Minimalisme et pureté

La créativité de Takasago est également guidée par l’esthétique Shibui, qui désigne la beauté de l’épure. Une écriture minimaliste, portée par des formules simples, qui comptent moins d’ingrédients puisqu’ils sont plus purs et impactants. C’est là toute l’expertise de Takasago : créer des matières pures, grâce à la chimie chirale. Un processus récompensé par un prix Nobel en 2001, dont l’objectif est de répliquer à l’identique un corps odorant biobased ou naturel dans son état le plus pur. Cette technique déleste l’ingrédient de ses aspérités pour n’en conserver que la partie la plus intéressante, olfactivement, et la plus proche de la nature. À l’image, par exemple, du L-Citronellyl Acetate, (à 84% d’origine naturelle), une note complexe, facettée et addictive, aux accents fruités, floraux et métalliques.
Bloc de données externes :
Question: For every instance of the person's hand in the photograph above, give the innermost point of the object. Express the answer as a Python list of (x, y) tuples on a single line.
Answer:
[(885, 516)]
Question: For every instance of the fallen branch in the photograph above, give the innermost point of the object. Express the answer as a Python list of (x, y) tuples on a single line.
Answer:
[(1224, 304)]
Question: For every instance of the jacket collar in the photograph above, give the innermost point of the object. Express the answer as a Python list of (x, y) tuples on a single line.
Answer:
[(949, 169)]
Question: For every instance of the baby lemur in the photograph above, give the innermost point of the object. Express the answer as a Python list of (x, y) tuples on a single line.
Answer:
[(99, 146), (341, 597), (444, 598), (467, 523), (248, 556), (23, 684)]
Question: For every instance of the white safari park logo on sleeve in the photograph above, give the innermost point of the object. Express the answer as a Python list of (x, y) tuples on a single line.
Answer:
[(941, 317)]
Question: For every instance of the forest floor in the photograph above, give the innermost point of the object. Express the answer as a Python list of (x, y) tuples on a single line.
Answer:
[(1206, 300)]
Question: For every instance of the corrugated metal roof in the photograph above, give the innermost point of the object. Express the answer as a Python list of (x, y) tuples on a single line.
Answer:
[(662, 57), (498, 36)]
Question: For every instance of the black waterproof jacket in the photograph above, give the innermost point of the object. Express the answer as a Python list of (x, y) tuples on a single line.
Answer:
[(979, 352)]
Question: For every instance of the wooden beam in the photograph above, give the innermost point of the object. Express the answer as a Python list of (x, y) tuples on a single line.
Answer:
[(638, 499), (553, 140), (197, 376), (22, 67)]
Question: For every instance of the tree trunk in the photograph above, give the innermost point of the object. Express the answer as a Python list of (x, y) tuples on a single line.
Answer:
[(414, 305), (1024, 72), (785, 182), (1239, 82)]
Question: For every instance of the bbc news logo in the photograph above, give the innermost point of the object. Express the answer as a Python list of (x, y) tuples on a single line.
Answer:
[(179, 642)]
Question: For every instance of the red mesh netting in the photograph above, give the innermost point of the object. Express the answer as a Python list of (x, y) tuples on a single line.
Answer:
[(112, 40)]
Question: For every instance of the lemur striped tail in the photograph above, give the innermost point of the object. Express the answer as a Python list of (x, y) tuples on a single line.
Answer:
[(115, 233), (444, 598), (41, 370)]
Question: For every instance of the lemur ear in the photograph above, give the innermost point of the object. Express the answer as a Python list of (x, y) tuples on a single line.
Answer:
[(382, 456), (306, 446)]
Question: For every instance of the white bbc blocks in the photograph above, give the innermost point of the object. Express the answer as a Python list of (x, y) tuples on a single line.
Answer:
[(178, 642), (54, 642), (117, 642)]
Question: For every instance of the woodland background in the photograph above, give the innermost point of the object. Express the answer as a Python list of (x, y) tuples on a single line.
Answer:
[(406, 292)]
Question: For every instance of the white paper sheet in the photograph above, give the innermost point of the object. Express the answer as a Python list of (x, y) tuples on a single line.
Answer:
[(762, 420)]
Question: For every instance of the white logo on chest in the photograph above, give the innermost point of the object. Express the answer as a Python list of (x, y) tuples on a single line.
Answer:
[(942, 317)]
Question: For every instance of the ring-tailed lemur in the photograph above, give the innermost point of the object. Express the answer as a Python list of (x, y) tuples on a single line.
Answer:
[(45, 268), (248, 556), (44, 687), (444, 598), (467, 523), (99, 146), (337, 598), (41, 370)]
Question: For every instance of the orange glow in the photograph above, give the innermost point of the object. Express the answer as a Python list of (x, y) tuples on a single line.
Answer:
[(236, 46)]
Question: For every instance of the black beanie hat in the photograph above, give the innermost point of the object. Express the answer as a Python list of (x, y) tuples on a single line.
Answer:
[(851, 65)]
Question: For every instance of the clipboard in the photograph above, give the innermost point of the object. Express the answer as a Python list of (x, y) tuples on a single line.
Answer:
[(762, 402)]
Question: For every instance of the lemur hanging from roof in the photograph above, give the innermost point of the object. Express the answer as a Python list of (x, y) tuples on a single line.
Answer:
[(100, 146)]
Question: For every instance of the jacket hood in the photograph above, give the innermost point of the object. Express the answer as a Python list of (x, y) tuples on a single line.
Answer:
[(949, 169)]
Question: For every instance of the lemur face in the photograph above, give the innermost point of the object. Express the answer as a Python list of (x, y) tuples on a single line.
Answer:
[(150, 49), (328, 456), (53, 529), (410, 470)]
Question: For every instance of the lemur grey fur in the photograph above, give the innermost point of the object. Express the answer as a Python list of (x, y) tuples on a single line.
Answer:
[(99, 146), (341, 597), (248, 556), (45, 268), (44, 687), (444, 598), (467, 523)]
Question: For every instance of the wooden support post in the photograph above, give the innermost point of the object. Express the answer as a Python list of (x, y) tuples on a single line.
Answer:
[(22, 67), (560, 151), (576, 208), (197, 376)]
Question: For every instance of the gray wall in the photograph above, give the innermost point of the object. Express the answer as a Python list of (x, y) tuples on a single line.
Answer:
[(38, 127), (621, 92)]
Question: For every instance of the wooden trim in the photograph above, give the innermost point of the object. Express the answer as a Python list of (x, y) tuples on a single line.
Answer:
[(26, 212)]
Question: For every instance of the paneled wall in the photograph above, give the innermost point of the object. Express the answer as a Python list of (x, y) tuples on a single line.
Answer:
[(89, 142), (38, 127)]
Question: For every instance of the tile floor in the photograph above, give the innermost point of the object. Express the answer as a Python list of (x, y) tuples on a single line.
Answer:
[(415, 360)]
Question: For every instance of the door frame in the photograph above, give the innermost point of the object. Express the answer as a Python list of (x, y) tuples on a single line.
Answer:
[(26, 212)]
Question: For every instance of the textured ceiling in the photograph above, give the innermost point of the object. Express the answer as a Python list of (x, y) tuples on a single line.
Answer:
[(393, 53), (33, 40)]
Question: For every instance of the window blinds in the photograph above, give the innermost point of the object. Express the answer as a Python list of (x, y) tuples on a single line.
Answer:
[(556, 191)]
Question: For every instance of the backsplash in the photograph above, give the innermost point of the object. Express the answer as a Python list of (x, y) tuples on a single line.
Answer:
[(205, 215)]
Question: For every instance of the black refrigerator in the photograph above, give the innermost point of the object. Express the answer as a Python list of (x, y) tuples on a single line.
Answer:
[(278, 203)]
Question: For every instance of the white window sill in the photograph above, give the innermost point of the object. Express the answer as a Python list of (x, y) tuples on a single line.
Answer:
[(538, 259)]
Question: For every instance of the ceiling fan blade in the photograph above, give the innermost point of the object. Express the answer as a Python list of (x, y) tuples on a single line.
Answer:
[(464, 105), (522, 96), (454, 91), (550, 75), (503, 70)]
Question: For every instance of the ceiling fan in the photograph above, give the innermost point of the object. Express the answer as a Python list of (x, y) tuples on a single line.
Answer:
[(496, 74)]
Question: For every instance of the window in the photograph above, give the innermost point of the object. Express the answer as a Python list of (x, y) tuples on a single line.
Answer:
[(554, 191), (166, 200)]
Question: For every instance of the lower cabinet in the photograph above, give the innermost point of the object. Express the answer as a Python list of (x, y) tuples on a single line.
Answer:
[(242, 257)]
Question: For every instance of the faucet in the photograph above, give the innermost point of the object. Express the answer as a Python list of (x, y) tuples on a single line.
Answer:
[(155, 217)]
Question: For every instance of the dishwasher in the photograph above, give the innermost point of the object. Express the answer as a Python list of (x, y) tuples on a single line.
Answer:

L’autre innovation réside dans la création d’ingrédients CX, des versions épurées de molécules déjà connues. Initialement sous forme de cristaux, ces matières subissent une deuxième cristallisation qui a pour objectif de les sublimer. Dépouillées de leurs facettes les moins raffinées, elles révèlent ainsi de nouvelles nuances olfactives. L’Ambroxan CX, version épurée de ce bois ambré très apprécié, en accentue ainsi les tonalités minérales et animales avec une intensité qui le rend encore plus addictif.

Design & Signature

Troisième axe créatif de cette nouvelle palette, le souci d’élaborer des formules concises à l’aide d’ingrédients plus impactants. La synthèse ne se contente plus d’imiter la nature, elle en surpasse les limites. Grâce aux technologies de pointe, naissent des matières plus performantes, en termes de tenue ou de sillage, et des molécules aux facettes inédites. Celles-ci offrent une véritable bouffée d’air frais aux parfumeurs qui y puisent des idées créatives. Le pamplefix, un captif dont la fraîcheur revêt une ténacité surprenante pour ce registre (vert, hespéridé), épouse ainsi parfaitement les accords boisés. Ces molécules peuvent en outre pallier aux restrictions réglementaires en remplaçant des matières iconiques. À l’image du Sakura Salicylate, une note florale douce, qui peut se substituer aux salicylates de benzyl, récemment limités par l’IFRA, pour créer un accord solaire.

Au total, une quinzaine d’ingrédients qui offre un nouveau terrain de jeu pour les parfumeurs. Cette palette est le fruit d’un long développement, puisqu’il s’écoule au moins cinq ans entre la découverte d’une molécule, son évaluation, son industrialisation potentielle et son enregistrement. Sur quelques milliers de propositions, seules quelques-unes passent les différentes étapes de validation. Un travail de longue haleine qui devrait s’enrichir, à terme, de l’expertise des neurosciences pour mesurer l’impact émotionnel et holistique des molécules sur le consommateur.